Lack of containers is also creating supply hurdles. Shipping lines are rampantly cancelling, rolling over or splitting bookings.
Japan, which catered to 20% of Bangladesh' demand, has been absent for the last 8-9 months, because its auto production is down, along with vessel shortage. This is creating a shortage in the busheling generation. Shredded production, in which 50% is auto bodies, has dropped in Europe, due to decline in auto production, pushing up shredded generation cost.
- Energy crisis: The energy crisis is driven by the shortage of thermal coal at power plants and sky-rocketing prices of coke - factors which are pushing up prices of sponge iron, pig iron and therefore scrap too. Mahanta said there is no clarity on when these prices will moderate but he understands that Indian coke prices ex-plant, at around $600/t, are still cheaper compared to coking coal prices of $400-450/t as per the thumb-rule that coke prices should be 1.65 times of the landed coking coal prices. "That means, coking coal prices should be upwards of $700/t ex-plant. If another price rise of $100/t happens then you can figure out where sponge iron and pig iron are going to be..." Mahanta warned, especially with sponge plants starved of domestic coal due to shortage at power plants.
The energy crisis will not impact scrap demand but make power increasingly costlier. With Indian power plants told to import a certain percentage of coal not allowed earlier, they will have to factor in this cost. Already, it is heard, some power plants are supplying at INR 12/unit against the previous INR 7-8/unit.
High demand: Supply is falling short of demand. South East Asia, especially Vietnam, has come back strongly in the last few weeks after lockdown easing, their economies now active. Majority of bulk cargos from the US west coast have gone to Vietnam but there is demand from several other hungry markets like Peru, Mexico, South America.
Mahanta said Bangladesh is constantly looking for material. But being container importers, it would be impacted since container ships will be majorly hit in the next three months by logistical challenges. He foresees the bulk trade also impacted in next quarter with ship owners pushing up freight rates further.
- Demand for higher grades rising: Because of the above factors, demand is rising for higher priced prime grade scrap, which can lower power consumption. Already, shredded supply in the US and UK is short and demand is higher. In Bangladesh, the premium for shredded container freight compared to HMS is currently at $45-50/t against last year's $15/t, said Mahanta. "High quality busheling, bundles have crossed $130-140/t premium over shredded.
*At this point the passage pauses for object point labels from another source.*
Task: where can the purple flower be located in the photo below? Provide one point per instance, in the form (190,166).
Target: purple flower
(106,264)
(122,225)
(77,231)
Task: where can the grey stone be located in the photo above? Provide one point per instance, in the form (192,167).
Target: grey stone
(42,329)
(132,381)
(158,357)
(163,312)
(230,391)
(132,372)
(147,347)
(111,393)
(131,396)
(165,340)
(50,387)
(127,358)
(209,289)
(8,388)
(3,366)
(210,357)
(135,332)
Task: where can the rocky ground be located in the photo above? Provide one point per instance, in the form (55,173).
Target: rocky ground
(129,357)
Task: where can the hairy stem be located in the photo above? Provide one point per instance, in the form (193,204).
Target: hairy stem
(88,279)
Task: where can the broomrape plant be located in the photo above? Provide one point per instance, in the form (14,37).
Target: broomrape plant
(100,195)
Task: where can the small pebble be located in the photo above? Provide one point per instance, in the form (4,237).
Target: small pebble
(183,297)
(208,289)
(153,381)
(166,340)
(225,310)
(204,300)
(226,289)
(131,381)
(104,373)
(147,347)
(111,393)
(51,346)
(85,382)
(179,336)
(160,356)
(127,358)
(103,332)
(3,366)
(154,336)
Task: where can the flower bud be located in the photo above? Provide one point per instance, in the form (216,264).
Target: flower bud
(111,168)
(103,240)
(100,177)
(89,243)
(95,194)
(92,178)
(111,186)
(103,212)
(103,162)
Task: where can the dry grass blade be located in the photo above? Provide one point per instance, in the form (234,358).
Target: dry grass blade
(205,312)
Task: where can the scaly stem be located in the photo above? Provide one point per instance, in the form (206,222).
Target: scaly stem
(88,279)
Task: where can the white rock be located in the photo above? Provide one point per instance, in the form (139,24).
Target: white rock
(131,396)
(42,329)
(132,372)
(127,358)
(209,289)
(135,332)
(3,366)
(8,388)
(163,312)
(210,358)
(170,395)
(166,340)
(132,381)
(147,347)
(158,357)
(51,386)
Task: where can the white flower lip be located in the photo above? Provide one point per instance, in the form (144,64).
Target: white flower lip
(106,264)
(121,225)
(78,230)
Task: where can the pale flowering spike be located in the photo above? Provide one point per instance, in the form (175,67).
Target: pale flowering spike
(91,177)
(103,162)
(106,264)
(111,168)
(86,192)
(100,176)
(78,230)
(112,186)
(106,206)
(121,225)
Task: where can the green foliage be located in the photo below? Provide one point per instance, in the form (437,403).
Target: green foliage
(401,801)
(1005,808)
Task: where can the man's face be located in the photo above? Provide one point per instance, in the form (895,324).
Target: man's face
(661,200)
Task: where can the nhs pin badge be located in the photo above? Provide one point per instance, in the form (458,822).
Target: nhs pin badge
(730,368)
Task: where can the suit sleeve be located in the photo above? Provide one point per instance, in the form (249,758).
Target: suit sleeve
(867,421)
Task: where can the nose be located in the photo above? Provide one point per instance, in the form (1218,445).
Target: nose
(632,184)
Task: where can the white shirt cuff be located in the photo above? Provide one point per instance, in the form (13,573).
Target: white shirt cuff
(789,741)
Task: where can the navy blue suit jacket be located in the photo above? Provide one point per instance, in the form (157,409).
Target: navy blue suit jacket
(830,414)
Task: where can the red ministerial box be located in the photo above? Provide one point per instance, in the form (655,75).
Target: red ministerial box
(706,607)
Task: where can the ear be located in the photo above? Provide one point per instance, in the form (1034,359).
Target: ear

I could never foresee this two years back," he added.
Demand for better grades began increasing as China started importing the same, becoming one of the largest importers of PNS and busheling from Japan. Nathani said demand for higher grades is keeping prices strong in markets like the US, Japan and Vietnam.
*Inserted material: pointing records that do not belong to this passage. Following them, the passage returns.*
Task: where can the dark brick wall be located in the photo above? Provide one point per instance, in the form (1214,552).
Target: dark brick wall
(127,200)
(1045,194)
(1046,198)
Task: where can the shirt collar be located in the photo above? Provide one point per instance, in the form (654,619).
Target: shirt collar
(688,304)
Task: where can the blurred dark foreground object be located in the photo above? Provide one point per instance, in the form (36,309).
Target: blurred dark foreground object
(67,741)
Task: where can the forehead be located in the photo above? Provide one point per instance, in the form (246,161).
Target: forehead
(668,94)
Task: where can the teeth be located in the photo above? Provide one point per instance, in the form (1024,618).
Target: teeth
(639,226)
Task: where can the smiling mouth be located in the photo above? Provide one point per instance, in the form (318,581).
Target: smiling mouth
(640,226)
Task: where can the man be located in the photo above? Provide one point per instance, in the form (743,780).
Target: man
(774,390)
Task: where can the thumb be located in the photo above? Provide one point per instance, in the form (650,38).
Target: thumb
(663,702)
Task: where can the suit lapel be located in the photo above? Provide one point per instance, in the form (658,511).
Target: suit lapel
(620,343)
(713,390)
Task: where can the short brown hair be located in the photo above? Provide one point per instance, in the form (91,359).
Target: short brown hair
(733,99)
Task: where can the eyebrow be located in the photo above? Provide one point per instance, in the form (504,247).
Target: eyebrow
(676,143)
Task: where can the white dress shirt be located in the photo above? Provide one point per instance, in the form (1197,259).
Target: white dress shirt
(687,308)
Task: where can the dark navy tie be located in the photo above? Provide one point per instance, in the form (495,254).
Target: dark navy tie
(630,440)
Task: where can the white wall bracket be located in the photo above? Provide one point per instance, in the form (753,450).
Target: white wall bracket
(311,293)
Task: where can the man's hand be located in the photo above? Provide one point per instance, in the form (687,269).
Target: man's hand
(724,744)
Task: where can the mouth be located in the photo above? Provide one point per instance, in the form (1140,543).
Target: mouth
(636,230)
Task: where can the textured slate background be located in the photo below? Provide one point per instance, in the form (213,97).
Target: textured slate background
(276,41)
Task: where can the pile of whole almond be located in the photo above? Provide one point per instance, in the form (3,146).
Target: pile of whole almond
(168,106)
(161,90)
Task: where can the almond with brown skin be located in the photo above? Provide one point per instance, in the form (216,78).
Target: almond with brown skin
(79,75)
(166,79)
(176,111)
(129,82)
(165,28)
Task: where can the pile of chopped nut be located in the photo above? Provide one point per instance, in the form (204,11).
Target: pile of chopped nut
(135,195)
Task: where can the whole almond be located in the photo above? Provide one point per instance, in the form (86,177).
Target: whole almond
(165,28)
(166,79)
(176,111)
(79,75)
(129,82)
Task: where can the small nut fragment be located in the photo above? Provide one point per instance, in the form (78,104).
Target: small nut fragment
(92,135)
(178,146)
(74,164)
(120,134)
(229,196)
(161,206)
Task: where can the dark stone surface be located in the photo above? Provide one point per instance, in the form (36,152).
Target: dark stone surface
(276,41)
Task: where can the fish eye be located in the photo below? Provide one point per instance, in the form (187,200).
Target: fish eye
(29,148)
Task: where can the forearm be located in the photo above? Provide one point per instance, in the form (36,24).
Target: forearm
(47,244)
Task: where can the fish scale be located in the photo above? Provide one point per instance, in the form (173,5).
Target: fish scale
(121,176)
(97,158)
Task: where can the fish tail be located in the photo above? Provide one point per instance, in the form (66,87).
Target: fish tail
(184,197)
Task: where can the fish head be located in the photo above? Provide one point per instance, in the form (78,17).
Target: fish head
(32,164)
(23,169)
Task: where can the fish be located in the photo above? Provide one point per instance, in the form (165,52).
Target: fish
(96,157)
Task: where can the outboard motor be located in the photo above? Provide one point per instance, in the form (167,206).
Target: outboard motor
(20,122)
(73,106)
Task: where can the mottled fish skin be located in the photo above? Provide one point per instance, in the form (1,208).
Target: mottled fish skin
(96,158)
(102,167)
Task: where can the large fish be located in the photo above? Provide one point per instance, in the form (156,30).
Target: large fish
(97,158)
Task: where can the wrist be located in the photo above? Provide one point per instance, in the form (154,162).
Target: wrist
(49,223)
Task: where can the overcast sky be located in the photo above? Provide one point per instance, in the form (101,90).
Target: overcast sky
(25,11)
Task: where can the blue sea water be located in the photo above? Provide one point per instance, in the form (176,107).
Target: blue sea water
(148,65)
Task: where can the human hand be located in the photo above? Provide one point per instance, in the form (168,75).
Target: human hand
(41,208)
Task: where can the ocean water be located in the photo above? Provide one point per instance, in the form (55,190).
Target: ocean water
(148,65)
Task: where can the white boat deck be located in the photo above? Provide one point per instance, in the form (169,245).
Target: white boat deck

"The market that pays the highest price will be able to secure their cargo. Smart customers are booking shipments in October for December and that is not common! observed Nathani, adding, "this shows the market is going to be strong, supply will be short and the price uptrend will continue".
The hurdles of freight, logistics delays, power constraints will add up to the traditional winter scrap movement challenges in the next quarter, "Because of these factors, prices are going north. How far and long this situation will continue cannot be assessed yet," Mahanta observed.
Supply shortage will increase further on the back of logistical challenges, and affect steel prices globally.
The US will remain one of the largest exporters to Asia but prices are going to be strong while China's scrap imports have fallen due to production and energy curbs contrary to last year and it will not be an influencer in the global scrap trade in the short to medium term.